Thankfully Wythenshawe were excellent – booked me in the next day, gave me a tour of the unit and I had an excellent experience of intrapartum care there.

In general, the information provision was poor. Despite quite long ‘chats’ about topics like the weather, the midwife’s daughter’s pram choices, new granddaughter, for example, little time was spent on birth planning info, breastfeeding info etc. so I don’t think this was a ‘time’ issue. There were no discussions, I was just told how things would be. For example, “we won’t let you go past 41+5 weeks”, “we will induce you”, etc. It made me very worried for women who are not aware of the concept of informed choice, or who are aware but are too polite / nervous / grateful to ask what their options are. I am aware that some of this could have been down to the fact I was a midwife. But actually I don’t think the 2 midwives I told remembered this (I could tell from the way one of them briefly explained Vitamin K to me), so I’m fairly sure I saw an accurate picture of the care most women get.

Probably the most notable thing was an issue with growth measurements. I was measuring slightly under (2cms below my gestation) for 2 consecutive appointments.

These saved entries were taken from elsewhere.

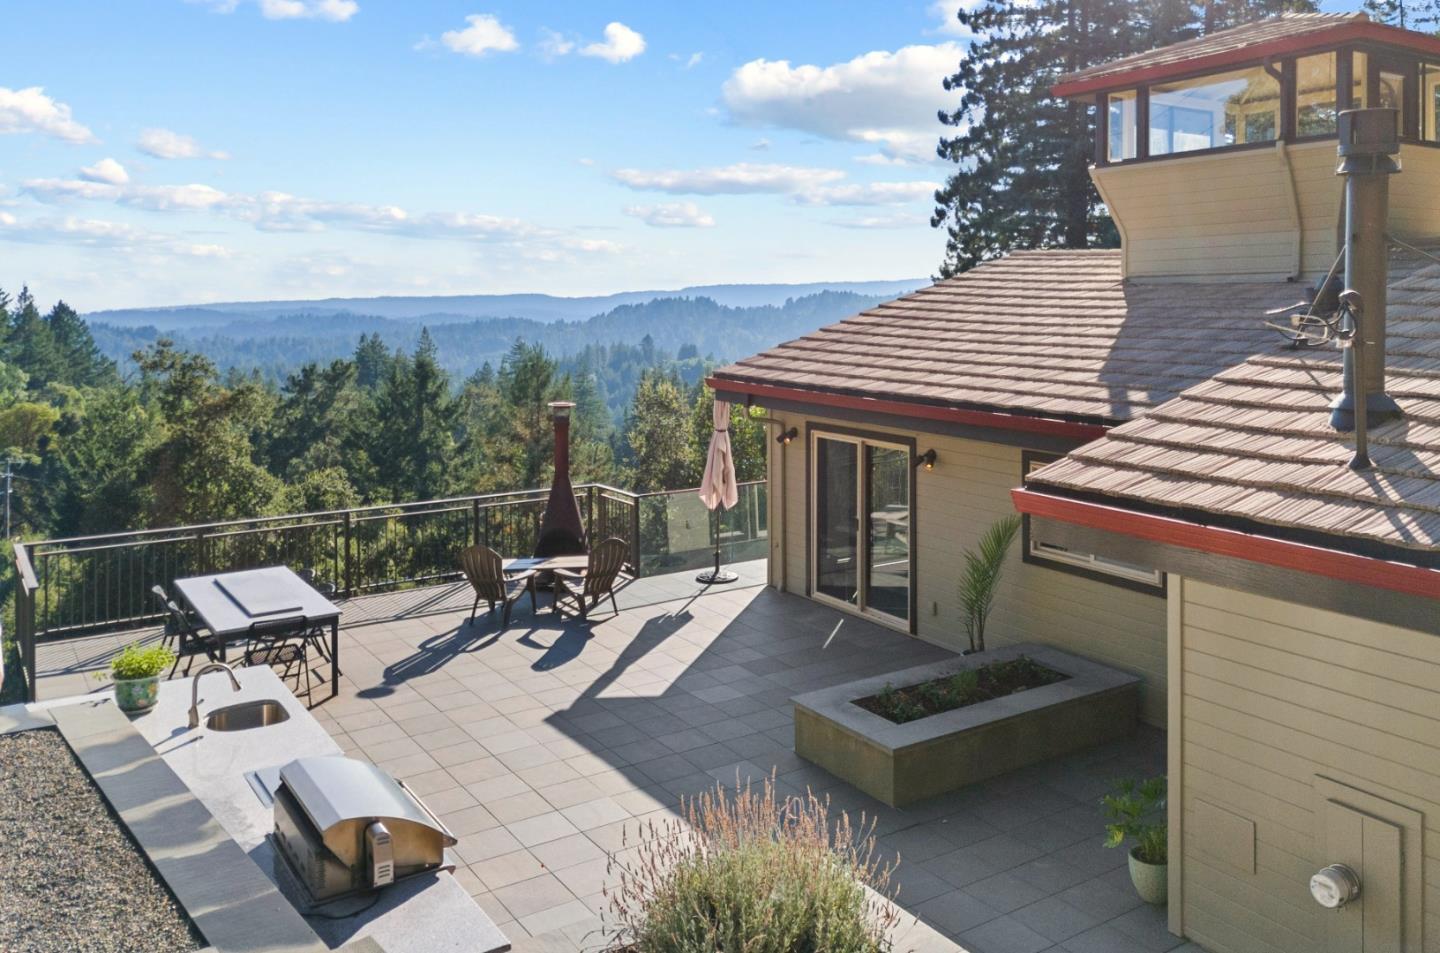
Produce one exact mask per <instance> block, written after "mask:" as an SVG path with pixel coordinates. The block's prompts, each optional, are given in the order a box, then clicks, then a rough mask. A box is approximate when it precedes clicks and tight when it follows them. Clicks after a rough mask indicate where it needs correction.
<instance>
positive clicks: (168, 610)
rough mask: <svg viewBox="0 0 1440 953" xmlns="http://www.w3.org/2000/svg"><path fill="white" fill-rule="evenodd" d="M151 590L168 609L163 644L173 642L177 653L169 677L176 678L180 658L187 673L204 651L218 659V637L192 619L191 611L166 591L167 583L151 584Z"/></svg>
mask: <svg viewBox="0 0 1440 953" xmlns="http://www.w3.org/2000/svg"><path fill="white" fill-rule="evenodd" d="M150 592H151V593H153V595H154V596H156V599H158V600H160V605H161V606H164V610H166V629H164V633H163V635H161V636H160V643H161V645H164V646H170V645H173V646H174V652H176V662H174V665H171V667H170V674H168V675H166V678H174V674H176V671H177V669H179V668H180V661H181V659H184V674H186V675H189V674H190V667H192V665H193V664H194V656H196V655H200V654H202V652H203V654H204V656H206V658H207V659H210V661H212V662H216V661H219V658H220V655H219V651H217V649H219V648H220V642H219V639H216V638H215V635H213V633H210V632H202V631H200V626H199V625H196V622H194V620H193V619H192V618H190V613H189V612H186V610H184V609H181V608H180V606H179V603H176V600H174V599H171V597H170V595H168V593H166V590H164V586H160V584H156V586H151V587H150Z"/></svg>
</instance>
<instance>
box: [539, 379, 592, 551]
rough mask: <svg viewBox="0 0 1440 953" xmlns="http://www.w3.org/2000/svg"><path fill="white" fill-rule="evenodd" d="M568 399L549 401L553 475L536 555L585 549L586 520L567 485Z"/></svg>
mask: <svg viewBox="0 0 1440 953" xmlns="http://www.w3.org/2000/svg"><path fill="white" fill-rule="evenodd" d="M573 407H575V405H573V403H570V402H569V400H556V402H553V403H552V405H550V413H552V417H553V420H554V479H552V481H550V500H549V501H546V505H544V515H541V517H540V538H539V540H536V556H580V554H583V553H585V523H583V521H582V520H580V507H579V505H577V504H576V502H575V489H573V488H572V487H570V410H572V409H573Z"/></svg>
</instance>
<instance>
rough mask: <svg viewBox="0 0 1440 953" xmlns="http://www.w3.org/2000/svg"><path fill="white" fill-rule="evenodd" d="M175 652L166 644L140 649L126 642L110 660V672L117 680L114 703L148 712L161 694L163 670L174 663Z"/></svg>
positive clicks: (152, 706)
mask: <svg viewBox="0 0 1440 953" xmlns="http://www.w3.org/2000/svg"><path fill="white" fill-rule="evenodd" d="M174 661H176V654H174V652H171V651H170V648H168V646H164V645H151V646H150V648H141V646H140V645H138V643H134V645H127V646H125V648H124V651H121V654H120V655H117V656H115V658H114V659H111V662H109V675H111V679H112V681H114V682H115V704H117V705H118V707H120V710H121V711H148V710H150V708H151V707H154V704H156V700H157V698H158V697H160V672H163V671H164V669H166V665H173V664H174Z"/></svg>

I hadn’t been that worried until over the next 2 weeks between appointments I felt like I hadn’t grown at all. I said this to the midwife at my 36 week appointment who measured me and said that I measured 36cms so no need to worry. However, she had not actually found my fundus (top of the uterus) and just put her tape measure to my sternum, where my fundus should have been at that gestation. Only, the whole point was that it was not there! It was much lower – 4cms lower, and I had not grown at all in the past 2 weeks, as I suspected. The midwife was a little embarrassed (understandably) when I pointed this out. She flippantly remarked that she could make those measurements anything she wanted to, so they were pointless. After some discussion she referred me to a consultant, who referred me for a scan as she was concerned about the growth. In the end it was all fine, baby was bang on average weight. But that wasn’t the point, a truly compromised baby could have been missed.

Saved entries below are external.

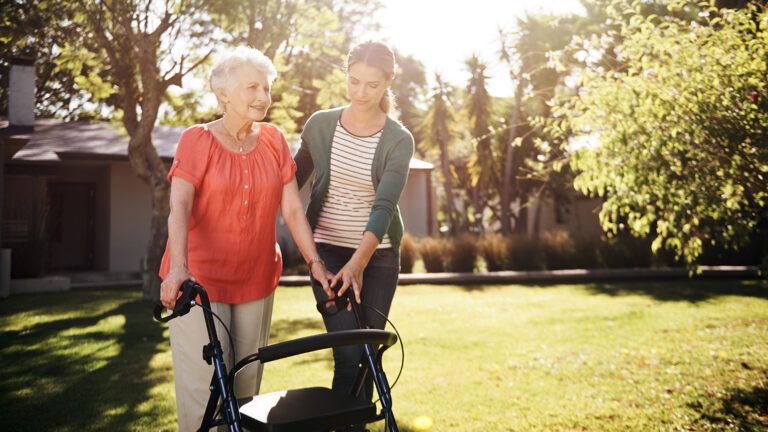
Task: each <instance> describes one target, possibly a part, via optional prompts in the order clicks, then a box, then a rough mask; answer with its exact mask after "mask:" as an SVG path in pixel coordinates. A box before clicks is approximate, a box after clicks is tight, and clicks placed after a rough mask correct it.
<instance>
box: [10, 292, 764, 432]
mask: <svg viewBox="0 0 768 432" xmlns="http://www.w3.org/2000/svg"><path fill="white" fill-rule="evenodd" d="M150 309H151V305H150V304H148V303H146V302H143V301H141V300H140V299H139V294H138V293H130V292H123V291H97V292H78V293H64V294H48V295H36V296H17V297H11V298H9V299H7V300H5V301H2V302H0V365H1V366H2V368H0V406H2V415H0V430H3V431H22V430H35V431H37V430H57V431H83V430H94V431H95V430H98V431H102V430H174V429H175V414H174V401H173V385H172V372H171V360H170V352H169V350H168V342H167V329H166V328H165V327H164V326H162V325H160V324H156V323H154V322H152V321H151V319H150ZM391 318H392V320H393V321H394V322H395V324H396V325H397V326H398V328H399V330H400V332H401V334H402V336H403V338H404V339H405V344H406V345H405V346H406V365H405V371H404V372H403V376H402V378H401V379H400V382H399V383H398V384H397V386H396V388H395V390H394V394H393V397H394V401H395V409H396V414H397V417H398V420H399V422H400V425H401V430H404V431H409V430H410V431H413V430H415V428H413V427H412V426H411V424H412V422H413V420H414V419H415V418H417V417H419V416H429V417H431V418H432V419H433V420H434V427H433V428H432V430H433V431H513V430H514V431H517V430H520V431H527V430H541V431H549V430H568V431H584V430H590V431H592V430H594V431H610V430H616V431H626V430H638V431H650V430H665V431H666V430H696V431H704V430H718V431H720V430H745V431H746V430H768V285H767V284H766V283H765V282H758V281H741V282H738V281H676V282H668V283H645V282H644V283H617V284H585V285H558V286H535V287H523V286H476V287H471V288H466V287H457V286H405V287H401V288H400V289H399V292H398V293H397V296H396V300H395V304H394V306H393V310H392V314H391ZM273 320H274V321H273V326H272V339H273V341H278V340H285V339H290V338H295V337H299V336H303V335H307V334H312V333H316V332H320V331H322V324H321V322H320V321H319V319H318V317H317V316H316V312H315V311H314V305H313V304H312V303H311V293H310V292H309V290H308V288H281V289H280V290H279V291H278V296H277V299H276V304H275V311H274V317H273ZM387 355H388V357H387V359H386V360H387V361H386V362H385V365H386V366H387V369H388V371H389V375H390V379H394V376H395V374H396V371H397V366H398V365H399V362H400V354H399V351H397V350H394V349H393V350H391V351H390V352H389V353H388V354H387ZM201 361H202V360H201ZM331 367H332V362H331V359H330V353H329V352H322V353H315V354H310V355H305V356H302V357H296V358H293V359H288V360H283V361H280V362H275V363H271V364H269V365H267V368H266V371H265V381H264V384H263V389H264V390H265V391H268V390H276V389H283V388H291V387H298V386H305V385H311V384H318V385H327V384H328V382H329V381H330V376H331V372H330V371H331Z"/></svg>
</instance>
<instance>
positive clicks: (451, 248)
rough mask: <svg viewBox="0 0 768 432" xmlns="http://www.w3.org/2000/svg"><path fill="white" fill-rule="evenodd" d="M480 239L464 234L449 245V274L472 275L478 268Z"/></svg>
mask: <svg viewBox="0 0 768 432" xmlns="http://www.w3.org/2000/svg"><path fill="white" fill-rule="evenodd" d="M478 244H479V242H478V238H477V236H474V235H472V234H462V235H460V236H458V237H457V238H455V239H452V240H451V241H449V243H448V247H447V248H446V254H447V258H448V259H447V262H446V270H448V271H449V272H459V273H472V272H474V271H475V267H476V266H477V257H478V249H479V248H478Z"/></svg>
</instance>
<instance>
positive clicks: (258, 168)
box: [160, 48, 333, 431]
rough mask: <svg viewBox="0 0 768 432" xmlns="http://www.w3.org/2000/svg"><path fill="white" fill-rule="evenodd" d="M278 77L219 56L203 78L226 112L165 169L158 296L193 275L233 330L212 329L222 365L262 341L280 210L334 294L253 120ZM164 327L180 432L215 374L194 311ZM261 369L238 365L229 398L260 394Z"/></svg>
mask: <svg viewBox="0 0 768 432" xmlns="http://www.w3.org/2000/svg"><path fill="white" fill-rule="evenodd" d="M276 75H277V73H276V71H275V68H274V66H273V65H272V62H271V61H270V60H269V59H268V58H267V57H266V56H264V54H262V53H261V52H260V51H258V50H255V49H251V48H238V49H235V50H232V51H229V52H226V53H224V54H223V55H222V56H221V57H220V59H219V61H218V62H217V63H216V65H215V66H214V68H213V71H212V73H211V77H210V84H211V89H212V90H213V92H214V94H215V95H216V98H217V100H218V102H219V105H220V106H221V108H222V110H223V111H224V115H223V117H222V118H220V119H218V120H215V121H213V122H211V123H208V124H204V125H196V126H192V127H190V128H189V129H187V130H186V131H184V133H183V134H182V136H181V140H180V141H179V145H178V148H177V149H176V157H175V158H174V161H173V165H172V166H171V169H170V171H169V173H168V179H169V181H170V182H171V213H170V216H169V217H168V244H167V246H166V250H165V255H164V256H163V261H162V264H161V267H160V277H161V278H162V279H163V283H162V284H161V286H160V300H161V301H162V303H163V305H164V306H165V307H167V308H169V309H171V308H173V306H174V304H175V303H176V297H177V294H178V292H179V287H180V285H181V284H182V283H183V282H184V281H185V280H187V279H190V278H194V279H196V280H197V281H199V282H200V284H202V285H203V286H204V287H205V289H206V291H207V292H208V296H209V298H210V300H211V309H213V311H214V312H215V313H216V314H218V315H219V316H220V317H221V318H222V320H224V321H225V322H226V323H227V326H228V327H229V329H230V330H231V333H232V339H233V341H234V344H235V347H229V338H227V337H221V335H224V334H225V333H224V330H223V329H222V328H217V332H218V334H219V337H220V339H221V344H222V348H223V349H224V358H225V359H226V360H227V362H229V361H230V360H231V355H230V354H229V350H230V349H231V348H234V350H235V354H237V356H238V359H237V360H239V359H240V358H242V357H245V356H246V355H249V354H251V353H253V352H255V351H256V350H258V348H259V347H261V346H263V345H264V344H266V341H267V336H268V335H269V323H270V319H271V316H272V299H273V293H274V291H275V288H276V287H277V282H278V280H279V278H280V272H281V269H282V259H281V255H280V249H279V248H278V247H277V244H276V243H275V221H276V218H277V209H278V207H280V209H281V210H282V213H283V216H284V218H285V221H286V224H287V225H288V228H289V229H290V231H291V234H292V235H293V238H294V239H295V240H296V243H297V244H298V246H299V249H300V250H301V253H302V254H303V255H304V258H305V259H306V260H307V261H308V262H309V263H310V270H311V273H312V277H313V278H315V279H317V280H318V281H320V282H319V284H320V285H319V287H320V288H319V289H320V290H321V291H322V290H323V289H325V290H326V292H327V293H328V295H332V293H331V291H330V289H329V285H328V281H329V280H330V279H331V277H332V276H333V275H332V274H330V273H328V272H327V271H326V270H325V267H324V265H323V262H322V260H321V259H320V257H319V256H318V254H317V251H316V250H315V245H314V243H313V241H312V231H311V230H310V228H309V224H307V220H306V219H305V217H304V209H303V206H302V204H301V199H300V198H299V190H298V187H297V185H296V180H295V177H294V172H295V169H296V166H295V164H294V162H293V159H292V158H291V153H290V149H289V148H288V144H287V142H286V140H285V137H283V134H282V133H281V132H280V130H279V129H277V128H276V127H274V126H272V125H270V124H267V123H261V121H262V120H263V119H264V116H265V115H266V113H267V110H268V109H269V106H270V104H271V102H272V99H271V96H270V87H271V83H272V80H273V79H274V78H275V76H276ZM217 327H218V323H217ZM170 334H171V352H172V356H173V371H174V378H175V383H176V408H177V414H178V422H179V430H180V431H194V430H197V429H198V428H199V427H200V423H201V421H202V417H203V413H204V411H205V407H206V403H207V401H208V396H209V390H208V386H209V385H210V381H211V375H212V374H213V366H211V365H207V364H206V363H205V362H204V361H203V358H202V356H201V352H202V351H201V349H202V347H203V345H205V344H207V343H208V333H207V332H206V329H205V323H204V320H203V314H202V312H201V310H200V308H194V309H192V310H191V311H190V313H189V314H187V315H185V316H184V317H182V318H179V319H175V320H173V321H171V323H170ZM227 366H228V367H229V368H231V367H232V366H233V365H232V364H228V365H227ZM261 371H262V367H261V365H260V364H256V365H252V366H250V367H248V368H246V369H244V370H243V371H242V373H240V374H239V375H238V376H237V381H236V382H235V396H236V397H245V396H251V395H254V394H256V393H258V391H259V383H260V381H261Z"/></svg>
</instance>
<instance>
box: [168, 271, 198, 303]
mask: <svg viewBox="0 0 768 432" xmlns="http://www.w3.org/2000/svg"><path fill="white" fill-rule="evenodd" d="M188 279H191V280H193V281H194V280H195V278H194V277H193V276H192V275H191V274H189V271H188V270H187V269H185V268H182V269H171V271H170V272H168V275H167V276H166V277H165V280H163V283H161V284H160V303H162V304H163V306H165V307H166V309H173V308H174V307H175V306H176V298H177V297H178V296H179V289H181V284H183V283H184V282H185V281H187V280H188Z"/></svg>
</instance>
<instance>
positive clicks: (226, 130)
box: [222, 125, 248, 154]
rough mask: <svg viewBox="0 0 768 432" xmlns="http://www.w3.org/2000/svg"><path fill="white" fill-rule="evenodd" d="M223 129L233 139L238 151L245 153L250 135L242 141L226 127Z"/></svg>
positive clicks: (222, 126)
mask: <svg viewBox="0 0 768 432" xmlns="http://www.w3.org/2000/svg"><path fill="white" fill-rule="evenodd" d="M222 129H224V131H225V132H226V133H227V135H229V137H230V138H232V141H234V143H235V145H237V146H238V147H237V151H238V152H240V153H241V154H242V153H245V141H246V140H247V139H248V135H246V136H245V138H243V139H242V140H238V139H237V136H235V135H233V134H232V132H230V131H229V129H227V127H226V126H224V125H222Z"/></svg>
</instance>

I also had a problem with the way they gathered feedback. They were doing the Government’s ‘friends and family test’ and gave out cards for feedback. No problem there. However the midwife handed it to me in an appointment and insisted on me doing it there and then in front of her. So no anonymity and no chance of honest, useful feedback. I refused to do this, but I was accosted by the receptionist at my next appointment and was jokingly told that I was not allowed to leave until I filled it in. This time it was the receptionist watching (not so bad), but it had my initials pre-written on the top of my card. I was honest in my brief feedback, but felt very uncomfortable about it, which I’m sure most women would.

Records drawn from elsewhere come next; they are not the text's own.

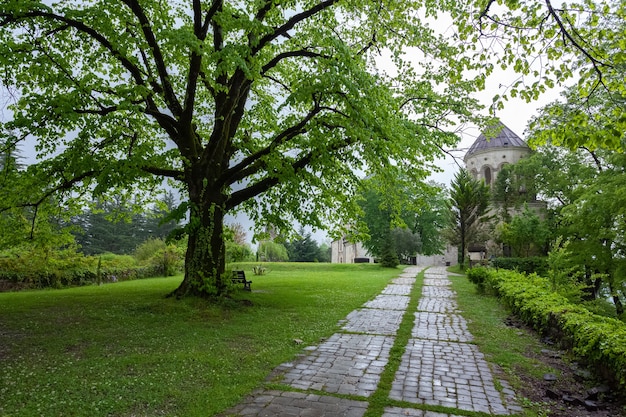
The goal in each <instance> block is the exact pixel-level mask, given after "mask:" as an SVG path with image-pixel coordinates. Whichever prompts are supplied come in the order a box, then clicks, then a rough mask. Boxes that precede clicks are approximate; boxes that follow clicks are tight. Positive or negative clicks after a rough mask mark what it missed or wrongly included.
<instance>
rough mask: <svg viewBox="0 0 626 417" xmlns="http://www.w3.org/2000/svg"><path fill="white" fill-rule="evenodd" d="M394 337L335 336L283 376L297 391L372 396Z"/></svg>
mask: <svg viewBox="0 0 626 417" xmlns="http://www.w3.org/2000/svg"><path fill="white" fill-rule="evenodd" d="M392 345H393V338H392V337H389V336H374V335H360V334H335V335H333V336H332V337H330V338H329V339H328V340H327V341H326V342H324V343H322V344H321V345H320V346H319V348H318V349H317V350H315V351H313V352H311V353H310V354H309V355H307V356H305V357H303V358H301V359H300V360H299V361H298V364H297V365H296V366H295V367H294V368H291V369H290V370H288V371H287V372H286V373H285V374H284V376H283V381H282V382H283V383H285V384H288V385H291V386H292V387H294V388H297V389H302V390H308V389H315V390H318V391H325V392H329V393H336V394H349V395H358V396H362V397H368V396H370V395H371V394H372V393H373V392H374V391H375V390H376V386H377V385H378V381H379V380H380V374H381V373H382V371H383V369H384V367H385V366H386V364H387V361H388V359H389V350H390V349H391V346H392Z"/></svg>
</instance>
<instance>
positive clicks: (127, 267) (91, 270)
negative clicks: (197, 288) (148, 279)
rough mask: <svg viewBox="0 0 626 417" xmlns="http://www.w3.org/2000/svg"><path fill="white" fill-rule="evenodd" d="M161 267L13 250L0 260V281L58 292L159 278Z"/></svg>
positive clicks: (59, 251) (105, 256)
mask: <svg viewBox="0 0 626 417" xmlns="http://www.w3.org/2000/svg"><path fill="white" fill-rule="evenodd" d="M164 259H169V258H168V257H166V256H164ZM164 264H165V265H169V264H167V263H161V264H160V265H154V264H145V265H141V264H139V263H138V262H137V260H136V259H135V258H134V257H132V256H128V255H115V254H111V253H106V254H102V255H100V256H97V257H95V256H84V255H83V254H82V253H80V252H77V251H76V249H75V248H68V249H63V250H46V251H37V250H23V251H17V250H16V251H12V252H6V253H3V256H0V280H7V281H10V282H12V283H14V284H19V287H20V288H62V287H69V286H80V285H88V284H94V283H97V284H102V283H107V282H116V281H126V280H132V279H138V278H148V277H155V276H162V275H164V270H165V269H166V268H164ZM168 271H171V268H170V269H168Z"/></svg>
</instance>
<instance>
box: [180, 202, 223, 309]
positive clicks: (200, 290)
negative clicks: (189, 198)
mask: <svg viewBox="0 0 626 417" xmlns="http://www.w3.org/2000/svg"><path fill="white" fill-rule="evenodd" d="M201 194H203V195H204V194H205V193H201ZM194 200H195V201H194ZM215 200H218V201H215ZM219 200H222V201H223V199H222V198H217V199H216V198H214V199H206V198H193V196H192V198H191V201H192V205H191V210H190V219H189V242H188V244H187V254H186V255H185V278H184V279H183V282H182V283H181V284H180V286H179V287H178V288H177V289H176V290H175V291H174V292H173V293H172V294H171V295H174V296H176V297H178V298H181V297H186V296H196V297H202V298H208V297H212V296H221V295H224V294H226V292H227V290H228V287H229V286H228V281H227V279H228V277H226V276H225V274H224V269H225V262H226V249H225V243H224V233H223V232H224V215H225V211H224V204H223V203H220V202H219Z"/></svg>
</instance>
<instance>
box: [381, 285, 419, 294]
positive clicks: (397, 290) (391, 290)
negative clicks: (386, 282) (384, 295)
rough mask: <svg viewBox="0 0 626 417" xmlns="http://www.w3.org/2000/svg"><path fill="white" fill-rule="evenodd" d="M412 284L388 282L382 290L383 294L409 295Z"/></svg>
mask: <svg viewBox="0 0 626 417" xmlns="http://www.w3.org/2000/svg"><path fill="white" fill-rule="evenodd" d="M412 289H413V285H396V284H389V285H387V286H386V287H385V289H384V290H383V292H382V293H383V294H385V295H410V294H411V290H412Z"/></svg>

My postnatal care was pretty lacking. On the day after I came home I received a phone call to see how I was and to arrange an appointment on day 3 (actually day 4). This is pretty standard practice now and is a change from all women getting a home visit the day after they get home. I don’t have a problem with this as services need to be individualised and not all women want or need a visit, a phone call will do. But the call was not used to find out if I felt I needed a visit, it was to tell me that there would be no visit until day 4. Then a few clinical questions were fired at me! Again, I was fine, but what if I hadn’t have been? The day 4 visit was a whirlwind. I was still in bed, so my dad let the midwife in and showed her upstairs. By the time I met her in the nursery she had said 3 times that she was “only here to weigh the baby”. She set her stall out early that she would not be staying long! Baby had put on weight, so she said well done and left after quickly asking about my blood loss, whether I’d pooed and giving me the contact phone number. I could tell she was busy (it was a Saturday, skeleton staff and she had visits all over Cheshire), so I didn’t dare ask anything!

So, that’s it! I’m afraid to say that I think this might be pretty typical. It probably says more about the model of care, the resources in the team and the workload than the individual midwives. It’s not easy, but individualised, supportive, positive, evidence-based care can be given in a busy NHS maternity service.